Comparison of circulatory and respiratory responses between supplementary epidural buprenorphine and eptazocine administration during and immediately after total intravenous anesthesia.

Opioid supplements are often required in total intravenous anesthesia (TIVA). Most ϰ-opiate receptors are found in the spinal cord, wherea μ-opiate receptors are widespread throughout the brain and spinal cord. Buprenorphine has a strong μ-action with a minute ϰ-action, while eptazocine stimulates ϰ-receptors only. From these, epidural eptazocine is expected to exert strong spinal analgesia by ϰ-stimulation without μ-action, which produces circulatory and respiratory depression.
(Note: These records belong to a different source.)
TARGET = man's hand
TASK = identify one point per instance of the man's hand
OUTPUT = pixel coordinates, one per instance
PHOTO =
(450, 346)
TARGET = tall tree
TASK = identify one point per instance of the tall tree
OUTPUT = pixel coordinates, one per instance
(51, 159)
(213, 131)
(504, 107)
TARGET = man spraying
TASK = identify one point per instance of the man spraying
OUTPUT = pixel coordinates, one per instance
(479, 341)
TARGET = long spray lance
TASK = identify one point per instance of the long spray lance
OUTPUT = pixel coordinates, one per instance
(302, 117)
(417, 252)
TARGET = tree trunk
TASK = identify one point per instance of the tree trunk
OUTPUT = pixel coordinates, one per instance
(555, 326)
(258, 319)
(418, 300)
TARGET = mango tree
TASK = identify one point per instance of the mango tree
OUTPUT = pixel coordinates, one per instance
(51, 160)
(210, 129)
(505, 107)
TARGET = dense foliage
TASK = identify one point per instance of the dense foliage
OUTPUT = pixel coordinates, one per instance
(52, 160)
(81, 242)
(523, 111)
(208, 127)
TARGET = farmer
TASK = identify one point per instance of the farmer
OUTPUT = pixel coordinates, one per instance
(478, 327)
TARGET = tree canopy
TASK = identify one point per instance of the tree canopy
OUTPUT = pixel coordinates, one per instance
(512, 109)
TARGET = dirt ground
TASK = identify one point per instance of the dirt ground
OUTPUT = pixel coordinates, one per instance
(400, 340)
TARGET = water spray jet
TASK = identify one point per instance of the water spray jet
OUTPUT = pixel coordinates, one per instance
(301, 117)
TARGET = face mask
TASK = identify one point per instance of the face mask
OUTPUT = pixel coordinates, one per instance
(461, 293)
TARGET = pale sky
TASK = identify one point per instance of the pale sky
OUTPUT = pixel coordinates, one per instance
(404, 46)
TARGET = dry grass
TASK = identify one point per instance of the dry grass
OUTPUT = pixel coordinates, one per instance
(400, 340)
Therefore, the clinical effects of epidural opioids on circulation, respiration, and analgesia were compared. Continuous epidural administration of eptazocine or buprenorphine was combined with TIVA in patients scheduled for elective abdominal surgery. Epidural opioid administration was continued throughout and for 72h after anesthesia. A significant analgesic effect (P<0.01) of epidural eptazocine without circulatory and respiratory depression was observed. With epidural buprenorphine, circulatory and respiratory depression during and immediately after anesthesia were significant (P<0.05). These results suggest that medullary μ-stimulation by an epidural opioid induces circulatory (hypervagotonicity and hypervagosensitivity) and respiratory depression, while ϰ-stimulation produces only minimal effects on circulatory and respiratory systems.